A slightly overlapping wild bull and Barbary sheep – identified due to their popularity in Predynastic Egyptian art – can be found on the upper arm of the male mummy, known as Gebelein Man A, most likely used as symbols of power and virility. The female mummy, known as the Gebelein Woman, has a series of S-shaped symbols running down the shoulder, perhaps symbolizing status, bravery, mystical protection, and magical knowledge.
The study of this pair of inked-up mummies was recently published in the Journal of Archaeological Science.
New radiocarbon dating verifies that these mummies died at some time between 3,351 and 3,017 BCE. Both of the mummies were found near the ancient settlement of Gebelein in the predynastic period of Egypt, just before the first Pharaoh and the country’s unification.The bodies have been naturally preserved due to the hot and dry deserts sands without any embalming or special preservation techniques.

The oldest tattoo belongs to Ötzi the Iceman, a man who died in the Ötztal Alps on the Austrian-Italian border somewhere between 3370 and 3100 BCE. However, crucially, Gebelein Man features tattoos that represent the form of something from real life, while Ötzi’s tattoos consist of simple dots and dashes. This means Gebelein Man has the earliest known figurative tattoos ever discovered. Not to be left out, Gebelein Woman is the earliest example of female tattooing ever discovered.

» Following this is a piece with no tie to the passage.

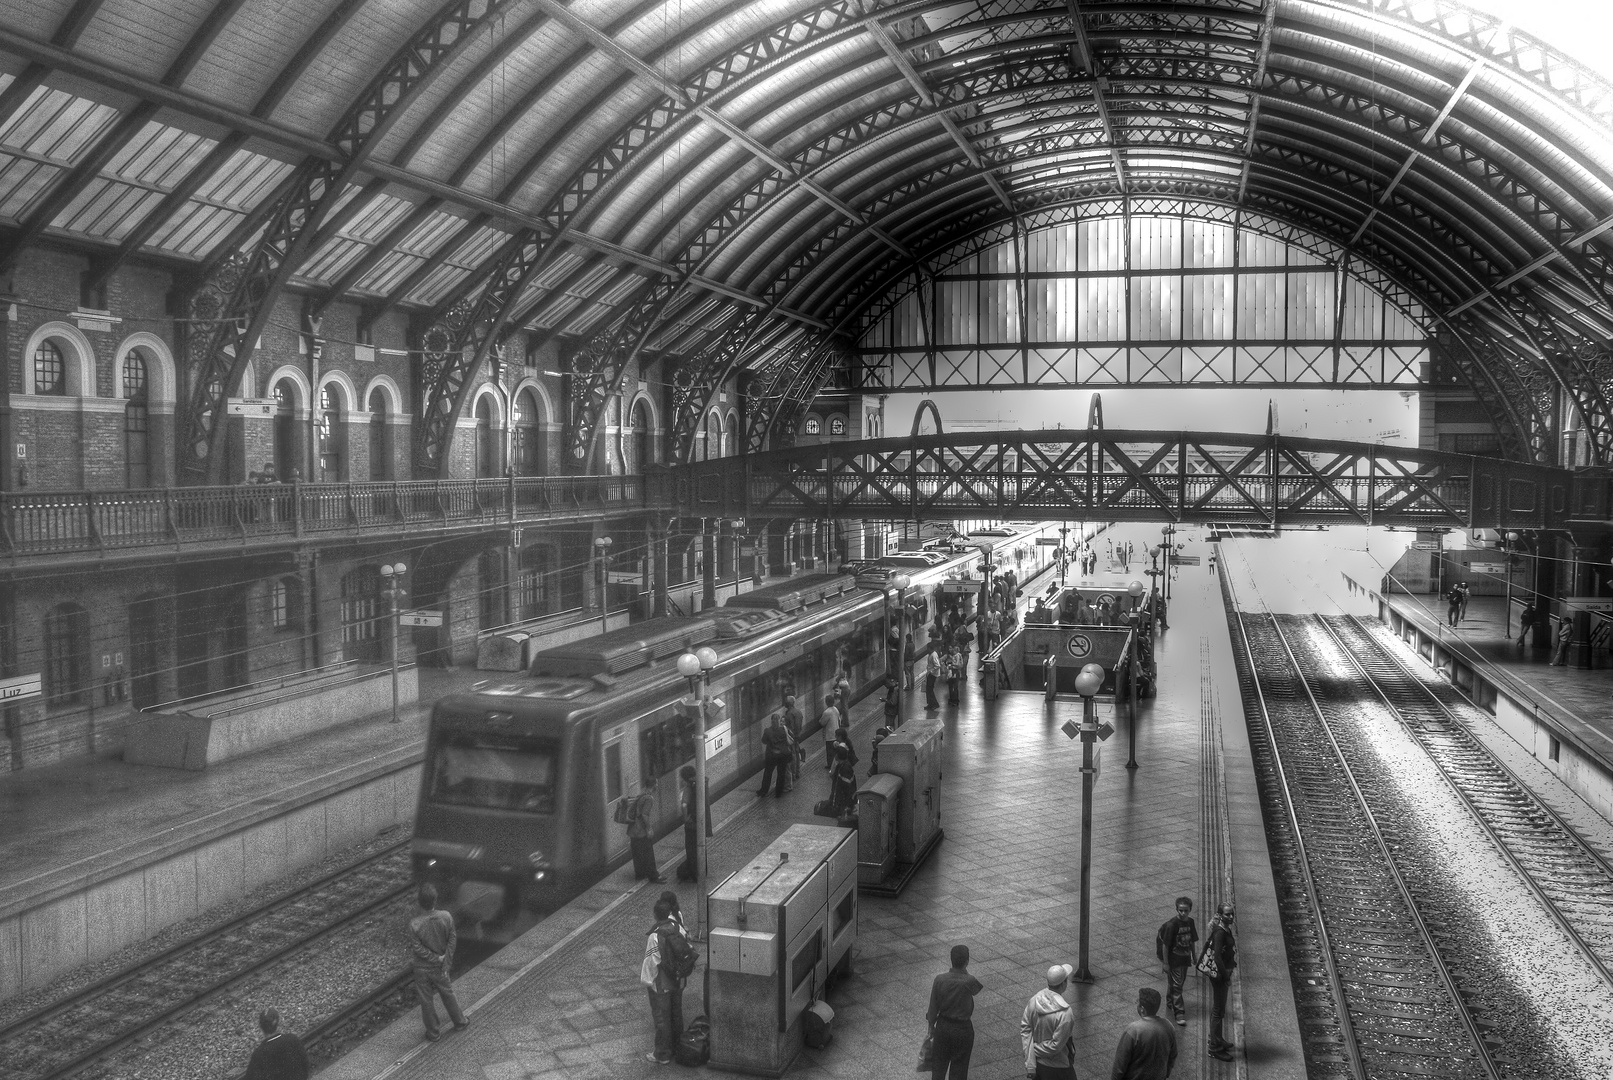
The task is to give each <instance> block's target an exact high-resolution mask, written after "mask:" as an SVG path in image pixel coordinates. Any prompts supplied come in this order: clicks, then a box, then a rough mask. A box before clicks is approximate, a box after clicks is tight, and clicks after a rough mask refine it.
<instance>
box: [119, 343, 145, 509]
mask: <svg viewBox="0 0 1613 1080" xmlns="http://www.w3.org/2000/svg"><path fill="white" fill-rule="evenodd" d="M123 397H124V401H127V405H124V406H123V463H124V476H126V482H127V485H129V487H150V485H152V466H150V438H152V424H150V413H148V409H147V372H145V358H144V356H140V353H137V351H134V350H132V348H131V350H129V351H127V355H124V358H123Z"/></svg>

Oddly enough, the two Egyptian mummies have been at the British Museum for almost 120 years yet their body art had gone unnoticed, despite the mummies being the subject of multiple studies and scans. The tattoos appear as dark smudges under natural light, but new infrared photography revealed that the dark markings were actually tattoos, most likely tattooed by inserting soot into the dermis layer of the skin.
“The use of the latest scientific methods, including CT scanning, radiocarbon dating, and infrared imaging, has transformed our understanding of the Gebelein mummies,” said Daniel Antoine, one of the lead authors of the research paper and the British Museum’s Curator of Physical Anthropology.
“Only now are we gaining new insights into the lives of these remarkably preserved individuals."